Double Bowline on Bight active side loop. Pre drop loop OL under 100kg 1000mm
BPC 19 131 – 1st drop OL 1090mm so rope extension is (1090 – 1000) * 2 = 180mm. Marks on rope
show knot released 120mm into loop so 60mm due to rope stretch.
BPC 19 132 – 2nd drop OL 1100mm.
Double Bowline on Bight inactive side loop. Pre drop loop OL under 100kg 1035mm
BPC 19 135 – 1st drop OL 1140mm gives 210mm extenson. Marks on rope show knot released 150mm
into loop so 60mm due to rope stretch.
Page 11
Fusion active side loop Pre drop loop OL under 100kg 1040mm
BPC 19 140 – 1st drop OL 1185mm gives 290mm extension. Marks on rope show knot released 200mm
from within knot and 30mm from active side, 230m in all so 60mm due to rope stretch.

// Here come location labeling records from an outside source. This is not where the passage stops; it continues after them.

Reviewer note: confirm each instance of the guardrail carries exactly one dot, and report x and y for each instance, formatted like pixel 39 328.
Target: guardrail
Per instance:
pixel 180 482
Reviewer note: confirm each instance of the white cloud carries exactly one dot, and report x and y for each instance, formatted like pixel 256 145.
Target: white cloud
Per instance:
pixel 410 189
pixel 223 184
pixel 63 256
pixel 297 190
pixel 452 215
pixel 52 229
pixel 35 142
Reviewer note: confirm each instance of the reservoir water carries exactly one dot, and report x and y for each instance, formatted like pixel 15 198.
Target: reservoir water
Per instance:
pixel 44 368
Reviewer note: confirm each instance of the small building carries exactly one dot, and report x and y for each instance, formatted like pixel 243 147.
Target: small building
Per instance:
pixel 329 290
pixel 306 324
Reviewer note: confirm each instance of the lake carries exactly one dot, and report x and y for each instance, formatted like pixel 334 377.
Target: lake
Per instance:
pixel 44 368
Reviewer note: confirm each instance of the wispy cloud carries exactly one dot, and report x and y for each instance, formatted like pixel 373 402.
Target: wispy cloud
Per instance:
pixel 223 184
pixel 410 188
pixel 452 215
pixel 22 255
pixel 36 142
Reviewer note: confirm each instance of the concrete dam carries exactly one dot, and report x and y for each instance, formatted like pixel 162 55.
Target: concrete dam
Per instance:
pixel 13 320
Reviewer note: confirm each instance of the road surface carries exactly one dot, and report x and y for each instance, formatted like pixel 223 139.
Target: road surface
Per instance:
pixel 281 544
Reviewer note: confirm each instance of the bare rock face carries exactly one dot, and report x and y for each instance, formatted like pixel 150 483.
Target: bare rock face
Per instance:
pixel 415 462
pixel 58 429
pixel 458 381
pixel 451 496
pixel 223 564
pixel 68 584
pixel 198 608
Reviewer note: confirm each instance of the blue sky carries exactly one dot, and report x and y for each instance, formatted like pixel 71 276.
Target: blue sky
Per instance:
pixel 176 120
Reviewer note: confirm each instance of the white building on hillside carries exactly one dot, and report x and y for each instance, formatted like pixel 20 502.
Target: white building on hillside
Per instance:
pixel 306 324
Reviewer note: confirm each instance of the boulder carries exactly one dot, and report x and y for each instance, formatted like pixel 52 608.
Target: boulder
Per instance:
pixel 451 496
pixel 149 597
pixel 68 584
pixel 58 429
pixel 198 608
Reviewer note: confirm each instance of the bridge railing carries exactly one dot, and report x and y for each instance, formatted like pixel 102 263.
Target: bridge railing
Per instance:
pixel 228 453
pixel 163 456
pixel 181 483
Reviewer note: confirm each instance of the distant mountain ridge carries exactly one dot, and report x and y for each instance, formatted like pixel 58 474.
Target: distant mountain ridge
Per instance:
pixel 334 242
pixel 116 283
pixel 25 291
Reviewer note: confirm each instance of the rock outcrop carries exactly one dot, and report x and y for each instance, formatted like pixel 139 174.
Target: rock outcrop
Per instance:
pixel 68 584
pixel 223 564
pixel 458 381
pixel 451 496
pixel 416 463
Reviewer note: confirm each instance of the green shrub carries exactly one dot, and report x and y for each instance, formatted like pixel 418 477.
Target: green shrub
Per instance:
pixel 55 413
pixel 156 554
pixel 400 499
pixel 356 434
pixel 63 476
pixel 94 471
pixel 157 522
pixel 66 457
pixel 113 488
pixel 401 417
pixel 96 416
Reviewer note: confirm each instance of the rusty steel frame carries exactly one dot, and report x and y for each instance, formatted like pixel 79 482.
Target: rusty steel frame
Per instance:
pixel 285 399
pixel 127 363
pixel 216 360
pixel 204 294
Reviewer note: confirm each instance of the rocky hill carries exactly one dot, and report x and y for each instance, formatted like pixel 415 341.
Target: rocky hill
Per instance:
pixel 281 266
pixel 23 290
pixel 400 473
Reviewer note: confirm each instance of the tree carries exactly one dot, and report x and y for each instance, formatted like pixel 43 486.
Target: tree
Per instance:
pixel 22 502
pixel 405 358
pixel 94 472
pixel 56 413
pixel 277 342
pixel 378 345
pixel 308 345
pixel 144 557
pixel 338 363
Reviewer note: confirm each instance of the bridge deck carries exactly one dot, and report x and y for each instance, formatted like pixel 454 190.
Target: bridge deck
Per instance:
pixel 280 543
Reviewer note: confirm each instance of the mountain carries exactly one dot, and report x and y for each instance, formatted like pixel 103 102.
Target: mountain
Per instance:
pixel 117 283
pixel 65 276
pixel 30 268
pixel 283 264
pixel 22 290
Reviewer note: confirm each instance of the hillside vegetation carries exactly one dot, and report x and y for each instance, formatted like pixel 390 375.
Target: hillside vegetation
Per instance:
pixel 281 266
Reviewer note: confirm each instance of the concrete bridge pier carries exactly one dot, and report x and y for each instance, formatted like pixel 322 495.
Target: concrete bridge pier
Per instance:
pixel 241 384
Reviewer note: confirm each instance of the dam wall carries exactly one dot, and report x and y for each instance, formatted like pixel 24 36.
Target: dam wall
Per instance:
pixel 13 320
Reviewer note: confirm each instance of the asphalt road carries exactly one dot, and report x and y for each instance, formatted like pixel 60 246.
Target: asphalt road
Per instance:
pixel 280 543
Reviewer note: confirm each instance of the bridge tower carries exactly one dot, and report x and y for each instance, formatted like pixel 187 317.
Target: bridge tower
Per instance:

Fusion inactive side loop Pre drop loop OL under 100kg 995mm
BPC 19 142 – 1st drop OL 1225mm gives 460mm extension. Marks on rope show knot released 360mm
from other loop and 60mm from inactive end of rope, 420mm in all, so 40mm due to rope stretch.
BPC 19 143 – 2nd drop OL 1300mm gives 75 * 2 mm extra or 610mm extension from pre drop. Marks on
rope show knot released 480mm from other loop and 81mm from inactive end of rope, 561mm in all, so
50mm due to rope stretch.
Page 12
Standard Bowline on Bight active side loop. Pre drop OL 960mm
BPC 19 145 – 1st drop OL 1085mm gives 250mm extension. Marks on ropes show 30mm from top and
190mm from bottom so discern little from other loop and 190mm from active rope so 30mm due to
rope stretch.
PT testing
Removed magnets and spacers from within white pipe and reset up on rig with nothing inside pipe. (So
no black in notches.) Notches pointing towards PT sensor. Left in top magnet to provide tR signal.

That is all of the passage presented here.